Comme le courtisan, la cour présente deux faces. L’une artificielle et apparente cache l’autre, nuisible et invisible.
Dominique de Villepin montre comment, grâce à cette duplicité, la cour fait croire qu’elle renforce le pouvoir alors qu’elle conspire contre lui. Vue du dehors, la cour apparaît comme l’instrument du pouvoir. Mais en réalité, la cour verrouille tout de l’intérieur tandis que du dedans, elle exerce sa capacité de nuisance et devient moins le lieu où l’on paraît qu’un foyer où l’on manigance contre le pouvoir en place, le mécanisme des passions aidant à alimenter la sédition des courtisans humiliés.
Cour monarchique, cour impériale, pour Villepin, la cour se métamorphose selon la nature des régimes, mais son fonctionnement oligarchique reste foncièrement le même.

Un diseur de vérité

Se drapant dans les habits de Ruy Blas, Dominique de Villepin prend plaisir à décrire le climat perpétuel de guerre froide, où les courtisans donneraient les apparences de servir l’intérêt général pour mieux se servir eux-mêmes et évincer leurs rivaux potentiels en se fourvoyant dans un cortège de coups bas, d’intrigues et de complots.

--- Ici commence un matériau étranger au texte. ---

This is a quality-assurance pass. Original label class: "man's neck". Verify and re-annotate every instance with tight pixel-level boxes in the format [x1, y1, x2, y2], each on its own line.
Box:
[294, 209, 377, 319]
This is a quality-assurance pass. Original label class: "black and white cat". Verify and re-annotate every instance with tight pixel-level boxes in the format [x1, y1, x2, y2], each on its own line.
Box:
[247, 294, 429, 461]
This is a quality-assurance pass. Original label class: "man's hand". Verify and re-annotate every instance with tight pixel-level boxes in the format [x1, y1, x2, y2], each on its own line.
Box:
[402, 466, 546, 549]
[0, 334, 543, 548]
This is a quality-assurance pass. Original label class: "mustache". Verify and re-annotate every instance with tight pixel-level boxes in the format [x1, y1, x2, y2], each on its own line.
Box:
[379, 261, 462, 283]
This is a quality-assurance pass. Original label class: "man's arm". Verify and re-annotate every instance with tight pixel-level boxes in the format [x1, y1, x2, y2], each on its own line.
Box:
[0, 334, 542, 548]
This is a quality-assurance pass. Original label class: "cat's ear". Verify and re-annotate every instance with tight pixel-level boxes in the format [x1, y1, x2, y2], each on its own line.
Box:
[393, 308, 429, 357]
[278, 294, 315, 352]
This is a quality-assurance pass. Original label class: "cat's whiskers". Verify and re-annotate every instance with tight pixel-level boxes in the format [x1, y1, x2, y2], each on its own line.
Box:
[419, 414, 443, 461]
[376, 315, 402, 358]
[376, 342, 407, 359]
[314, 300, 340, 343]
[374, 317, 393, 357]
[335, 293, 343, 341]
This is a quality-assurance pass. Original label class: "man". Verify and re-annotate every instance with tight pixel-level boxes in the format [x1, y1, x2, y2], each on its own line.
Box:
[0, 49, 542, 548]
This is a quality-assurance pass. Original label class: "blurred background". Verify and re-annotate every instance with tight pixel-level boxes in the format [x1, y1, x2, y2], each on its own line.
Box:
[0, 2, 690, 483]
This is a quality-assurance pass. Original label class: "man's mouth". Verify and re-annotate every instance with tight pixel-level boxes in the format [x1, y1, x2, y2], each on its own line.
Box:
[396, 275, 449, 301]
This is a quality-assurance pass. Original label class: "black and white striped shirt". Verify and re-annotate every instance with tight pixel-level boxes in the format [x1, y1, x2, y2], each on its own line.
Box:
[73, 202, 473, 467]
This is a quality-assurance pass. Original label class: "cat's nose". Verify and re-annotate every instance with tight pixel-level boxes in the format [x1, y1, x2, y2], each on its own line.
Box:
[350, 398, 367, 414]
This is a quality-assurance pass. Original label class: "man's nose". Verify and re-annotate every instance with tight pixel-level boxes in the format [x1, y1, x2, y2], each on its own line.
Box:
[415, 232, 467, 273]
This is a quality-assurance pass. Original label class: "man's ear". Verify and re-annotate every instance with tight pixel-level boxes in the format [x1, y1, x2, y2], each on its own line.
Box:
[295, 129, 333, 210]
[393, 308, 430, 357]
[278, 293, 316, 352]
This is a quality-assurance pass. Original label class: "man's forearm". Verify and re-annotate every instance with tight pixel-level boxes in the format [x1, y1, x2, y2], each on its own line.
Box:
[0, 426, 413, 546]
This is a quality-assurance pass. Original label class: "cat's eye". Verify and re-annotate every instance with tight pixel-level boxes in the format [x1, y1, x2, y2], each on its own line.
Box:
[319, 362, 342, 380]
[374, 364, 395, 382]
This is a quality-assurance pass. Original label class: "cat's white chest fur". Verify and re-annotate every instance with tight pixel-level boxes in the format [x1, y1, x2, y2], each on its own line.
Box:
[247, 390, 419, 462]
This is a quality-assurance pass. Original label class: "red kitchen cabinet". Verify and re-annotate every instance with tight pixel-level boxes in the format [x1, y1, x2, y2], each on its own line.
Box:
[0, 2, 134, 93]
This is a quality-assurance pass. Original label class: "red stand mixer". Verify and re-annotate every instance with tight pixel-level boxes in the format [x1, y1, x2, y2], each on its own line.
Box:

Avec la démocratie parlementaire, la cour se désincarnerait mais ne perdrait pas en influence. Bien au contraire, en se masquant, en devenant une sorte de société secrète, qui prospèrerait entre le monde des affaires et le monde du pouvoir, son influence se répandrait plus facilement. Ainsi, comme le phoenix, la cour ne meurt jamais, elle renaît de ses cendres et se survit dans l’esprit qui l’anime.
En apparence, Dominique de Villepin se présente comme un diseur de vérité qui ose nommer le mal qui ronge la France et que les élites s’évertuent à dissimuler.
En réalité, dans les plis et les replis de sa critique et de l’éloge adressé aux hommes illustres, se glisse son propre sacre. En filigrane de son analyse historique, il ne cesse d’affirmer sa différence avec l’actuel Président et établit in fine sa propre légitimité présidentielle.
Dominique de Villepin ne manque à aucun moment de souligner le gouffre qui le sépare du « Premier des courtisans » : Nicolas Sarkozy lui-même et sa vision d’un pouvoir aimé pour les effets de plaisir et de gloire qu’il procure. Pour Villepin, l’ode au Général De Gaulle, le culte voué à l’idéal d’indépendance et de fidélité représente autant de manières de dessiner en creux son autoportrait.

Mise en scène

Dans le passage consacré au Général, résonne son discours de l’ONU où, en plaidant l’opposition à la guerre en Irak, il s’affirme comme le gardien de l’indépendance de la France, tout en marquant bien la séparation avec Nicolas Sarkozy, relayé au statut de vil laquais à la solde de l’Empire Américain.
Ainsi l’esprit gaulliste animerait le verbe villepiniste et inversement.
Le sursaut républicain que Dominique de Villepin appelle de ses vœux, au début et à la fin de son livre, voudrait être aussi une façon de s’inscrire dans la droite ligne de l’appel gaulliste, c’est à dire à refuser le fatalisme tout en se présentant comme celui qui serait porteur d’un grand projet collectif capable de guérir la France de cette fameuse tumeur « curiale ».
Tombée de rideau !
Villepin, en affirmant que le propre du courtisan moderne, est « qu’il n’est plus identifié comme tel, ce qui le rend encore plus redoutable car il avance masqué », finit donc par se trahir lui-même. A travers cette séduisante mise en scène, c’est lui qui finit par apparaître comme l’archétype du courtisan.
Parce que tout de même, il ne faudrait pas oublier que l’ « esprit villepiniste » s’incarne lui aussi banalement dans un système politique et que si l’homme est un féru d’histoire, il parle, tout d’abord, en tant que chef de parti politique soumis, comme tous les autres partis, aux dérives courtisanes.